Malaria is a parasitic disease characterised by high fever, chills and rigors accompanied by headache, nausea and vomiting, muscle pain and anaemia. The disease is a major health problem in India as in most of the tropics and subtropics.
Malaria is caused by a parasite that is transmitted from one human to another by the bite of infected anopheles mosquitoes. It can also be transmitted congenitally (from a mother to her unborn baby) and rarely, by blood transfusions.
Malaria transmission most often occurs through the bite of an Anopheles mosquito.It spreads when a mosquito infected with the parasite bites a non infected human. The parasite migrates to the person's liver. Infected liver cells burst, sending parasites into the person's bloodstream, where they reproduce further within the red blood cells. Finally, another mosquito bites the person, ingesting blood infected with the parasite. The second mosquito then can spread the parasite to other non-infected humans.
Malaria can be diagnosed with a physical examination and some tests. The physical examination may show an enlarged liver and an enlarged spleen. The tests for the malarial parasite by blood smears and other tests confirm the diagnosis. The blood sample is usually drawn at the peak of fever.
Malaria is a medical emergency requiring hospitalisation.
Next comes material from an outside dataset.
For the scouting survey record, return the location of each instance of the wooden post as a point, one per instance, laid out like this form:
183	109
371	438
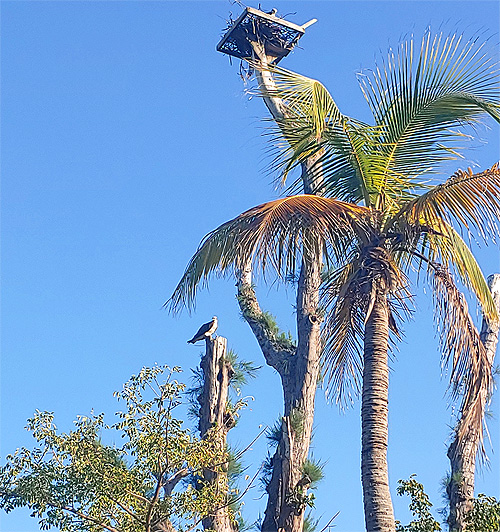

Chloroquine is the most frequently used anti-malarial medication, but quinine, or the combination of pyrimethamine and sulfadoxine are given for chloroquine-resistant infections.
Malaria can be prevented by avoiding mosquito bites by wearing protective clothing over the arms and legs, using mosquito nets and screens, and insect repellents (cream, lotion, spray or vaporizer). Treatment should begin two weeks before entering the area, and continued for a month after leaving the area.
Mosquito nets help keep mosquitoes away from people and greatly reduce the infection and transmission of malaria.